Ok, i dont know how but some of the Player are doing it like Origin Node and Edges node. It creates session on Origin Node and distribute the load across all available edges. When load grows over the time the Session Manager (In case of OpenVidu it’s Openvidu Pro server) create a new edges at run time, attach it with the origin and return the end URL to new joined subscriber.
It’s a kind of Master and Slave architecture where broadcaster is attached with Master(Origin server) and subscribers are attached with Slave (Edge server).
Thanks @rohit.roy,
We are thinking in an architecture like you described. But it is a bit more complex if you plan to have several concurrent sessions sharing the same media servers. If you plan to have only one session and you know it will be very big, you can prepare in advance.
If this feature is really important for your use case, you can support it as part as our commercial services.
Regards
Thanks @micael.gallego,
We are planning and trying to write some custom script which will up the Media server instances basis on our session strength and total active subscribers as of now. The only things which make me worry for the time being is…
-
On what capacity we should launch our Media server (Like if we launch with C5.2X large, can it handle 500 subscribers in 1:M topology)?
-
On what capacity we should launch our openVidu Pro server (If we have launched N number of Media server to support 5000 concurrent subscribers with Individual Recording mode, Considering max 500 subscribers on a single Media node. Can a single openVidu Pro server handle this (openVidu server with C5.2X large machine) or what should be the capacity of Pro Server?
If you guide us on the above two problem statements then we are good to go to solve our current use case.
We are designing an extensive load testing experiment to have detailed responses to such questions. We plan to have a report in 2 weeks.
Until then, you will have to test yourself.
Thanks @micael.gallego eagerly waiting for the report
Nice I’m waiting too .
I hope this will be publish in this release
Hi @micael.gallego, any update on report on load testing.
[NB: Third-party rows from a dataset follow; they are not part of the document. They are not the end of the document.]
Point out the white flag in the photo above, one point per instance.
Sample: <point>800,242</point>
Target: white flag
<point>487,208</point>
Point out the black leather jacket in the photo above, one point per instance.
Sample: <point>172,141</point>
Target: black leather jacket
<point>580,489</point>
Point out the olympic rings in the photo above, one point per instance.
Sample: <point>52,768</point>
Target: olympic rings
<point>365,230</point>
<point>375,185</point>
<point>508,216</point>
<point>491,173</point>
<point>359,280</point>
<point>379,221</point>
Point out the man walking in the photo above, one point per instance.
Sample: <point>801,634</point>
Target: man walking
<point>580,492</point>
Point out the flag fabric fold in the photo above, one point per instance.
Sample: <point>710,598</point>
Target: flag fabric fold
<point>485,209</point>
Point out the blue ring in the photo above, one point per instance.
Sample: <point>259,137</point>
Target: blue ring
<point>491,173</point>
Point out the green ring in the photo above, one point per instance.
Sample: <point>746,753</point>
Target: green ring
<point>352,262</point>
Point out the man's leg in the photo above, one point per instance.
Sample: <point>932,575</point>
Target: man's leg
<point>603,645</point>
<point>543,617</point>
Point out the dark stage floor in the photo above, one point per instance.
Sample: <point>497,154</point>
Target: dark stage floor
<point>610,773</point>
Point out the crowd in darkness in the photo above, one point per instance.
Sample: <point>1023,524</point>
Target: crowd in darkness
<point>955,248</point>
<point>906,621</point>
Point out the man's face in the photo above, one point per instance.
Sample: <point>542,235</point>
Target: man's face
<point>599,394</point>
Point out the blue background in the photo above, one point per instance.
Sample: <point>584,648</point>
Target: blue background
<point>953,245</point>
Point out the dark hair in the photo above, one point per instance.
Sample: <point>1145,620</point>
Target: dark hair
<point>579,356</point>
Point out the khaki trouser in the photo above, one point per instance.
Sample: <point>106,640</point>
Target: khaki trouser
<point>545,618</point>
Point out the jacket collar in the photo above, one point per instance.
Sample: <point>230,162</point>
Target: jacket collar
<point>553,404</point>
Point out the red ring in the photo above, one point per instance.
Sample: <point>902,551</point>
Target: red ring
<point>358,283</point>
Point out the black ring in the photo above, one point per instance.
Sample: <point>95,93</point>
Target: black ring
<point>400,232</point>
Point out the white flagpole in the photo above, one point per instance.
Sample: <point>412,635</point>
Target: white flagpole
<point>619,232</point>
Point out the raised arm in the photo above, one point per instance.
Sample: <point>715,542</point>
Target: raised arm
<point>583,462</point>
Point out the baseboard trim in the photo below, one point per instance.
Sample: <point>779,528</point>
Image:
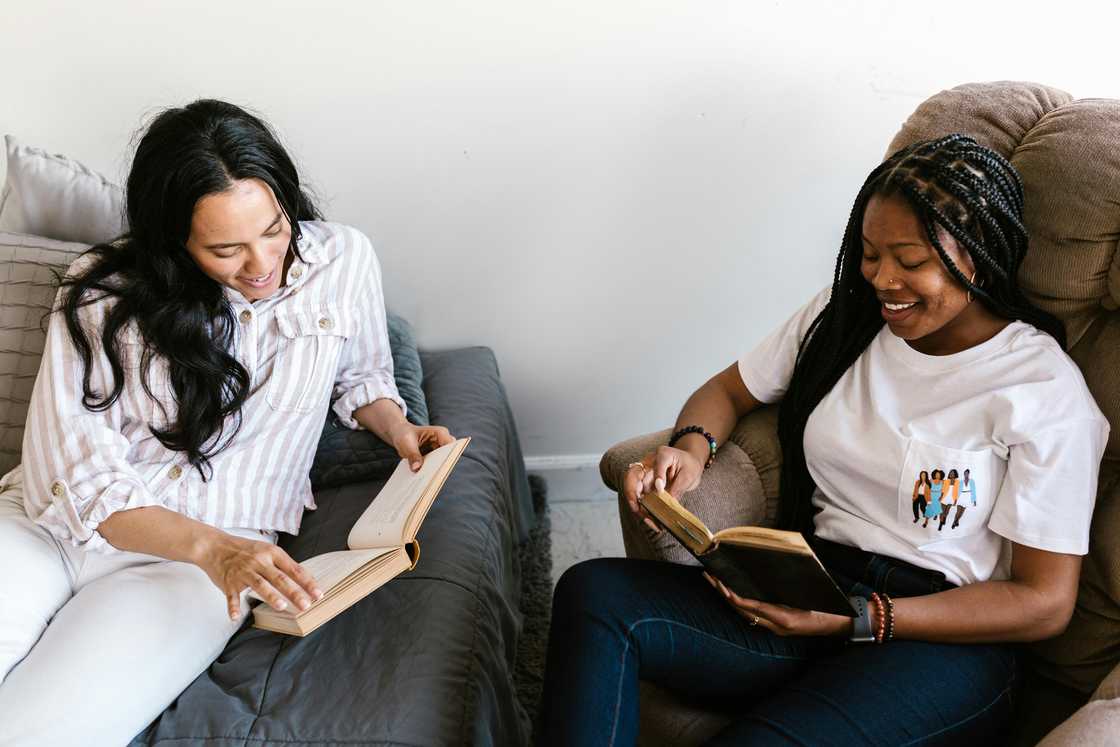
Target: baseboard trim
<point>563,461</point>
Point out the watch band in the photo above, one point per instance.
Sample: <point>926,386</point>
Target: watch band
<point>861,625</point>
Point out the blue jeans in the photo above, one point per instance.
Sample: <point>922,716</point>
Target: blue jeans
<point>616,622</point>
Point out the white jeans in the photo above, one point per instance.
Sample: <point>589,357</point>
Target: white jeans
<point>93,646</point>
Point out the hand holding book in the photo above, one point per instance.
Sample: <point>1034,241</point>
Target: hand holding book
<point>771,566</point>
<point>783,619</point>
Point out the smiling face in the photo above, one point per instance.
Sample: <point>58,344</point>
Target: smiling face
<point>240,239</point>
<point>921,301</point>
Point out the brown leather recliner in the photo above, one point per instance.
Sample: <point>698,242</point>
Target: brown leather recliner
<point>1067,152</point>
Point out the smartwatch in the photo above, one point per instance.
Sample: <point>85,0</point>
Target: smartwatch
<point>861,624</point>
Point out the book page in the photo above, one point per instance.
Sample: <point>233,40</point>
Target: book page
<point>383,522</point>
<point>681,523</point>
<point>332,568</point>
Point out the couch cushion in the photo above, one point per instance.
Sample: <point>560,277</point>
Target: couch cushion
<point>427,659</point>
<point>27,292</point>
<point>28,286</point>
<point>50,195</point>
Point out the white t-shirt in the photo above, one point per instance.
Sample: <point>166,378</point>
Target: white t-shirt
<point>1014,411</point>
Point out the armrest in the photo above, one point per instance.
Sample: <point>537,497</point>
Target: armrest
<point>1097,722</point>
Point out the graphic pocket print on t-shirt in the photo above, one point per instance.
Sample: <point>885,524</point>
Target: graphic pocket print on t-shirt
<point>945,492</point>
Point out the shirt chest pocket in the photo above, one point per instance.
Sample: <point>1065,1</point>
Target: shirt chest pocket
<point>309,343</point>
<point>946,493</point>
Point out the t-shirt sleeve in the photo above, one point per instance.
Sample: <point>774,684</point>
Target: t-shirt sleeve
<point>1047,496</point>
<point>766,370</point>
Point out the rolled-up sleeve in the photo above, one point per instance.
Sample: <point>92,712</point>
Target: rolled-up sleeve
<point>365,369</point>
<point>75,466</point>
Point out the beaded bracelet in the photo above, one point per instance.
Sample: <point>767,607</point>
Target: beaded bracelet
<point>890,616</point>
<point>697,429</point>
<point>882,626</point>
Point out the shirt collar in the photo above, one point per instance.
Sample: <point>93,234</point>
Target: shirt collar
<point>308,249</point>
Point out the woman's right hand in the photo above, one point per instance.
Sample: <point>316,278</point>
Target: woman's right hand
<point>668,468</point>
<point>235,563</point>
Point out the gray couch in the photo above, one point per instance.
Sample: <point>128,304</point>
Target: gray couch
<point>426,660</point>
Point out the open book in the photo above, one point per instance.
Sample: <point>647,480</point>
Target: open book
<point>755,562</point>
<point>383,544</point>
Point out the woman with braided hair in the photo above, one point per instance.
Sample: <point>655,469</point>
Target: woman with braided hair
<point>924,300</point>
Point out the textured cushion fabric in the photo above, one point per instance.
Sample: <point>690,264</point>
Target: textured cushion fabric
<point>408,371</point>
<point>427,659</point>
<point>54,196</point>
<point>27,295</point>
<point>1066,152</point>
Meanwhile i did load testing (1 Publisher and all are subscribers) using Puppeteer and allowed joining subscribes in a browser. Actual video/stream was getting played on those browsers.
One Pro node server (c5.xlarge - 4 VCPU)
One Media node (c5.xlarge - 4 VCPU)
Basis on my load testing it seems
- Media node - No issue if load is between 250-300 subscribers. Keeping subscribers below 250 is really safe.
- Pro node - As per the pattern it seems pro node with 4 VCPU can handle around 1200 - 1500 concurrent connections. I have also enabled KIBANA on this PRO node.
Below are the summary of load testing
It would be really great if you can share your report too. I am looking for 3000 - 4000 concurrent connections across different sessions that’s why need to check what should be capacity for PRO NODE to handle 3000 - 4000 active users connections.
Hello @rohit.roy,
Thank you very much for sharing your performance results. We had to dedicate to other stuff and we haven’t yet started with our complete load testing.
Using a more powerful master node you will be able to manage 3000 - 4000 concurrent participants.
It is in our roadmap to support highly available master nodes so you dynamically add or remove master nodes. But it won’t be available until the end of the year.
Regards
@rohit.roy nice try bro
Hello @rohit.roy We have tried similar testing but with more publishers and are facing an issue where we are hitting the CPU max much earlier.
Have you tried load testing in a case of many-to-many?
Regards
Hello @Venkatesh_N No i didn’t try M:M topology. I have 1:M requirement and i prepared the script based on my use case. One more thing, i have limited the bandwidth in my case which is “256 kbps max” and no issue with AV at subscriber side. Also didn’t find any glitch in Recording so far.
Please share you report if possible.
It’s obviously it will take more CPU.
M:M typology needs m*m streams.
Instead 1:M needs only M streams.
So that’s why its need more cpu
right @vipin_mishra, Not only CPU but it will take more bandwidth too.
Hi Rohit… Can you share your contact information… Would like to have a quick call on the CPU utilization and bandwidth usage.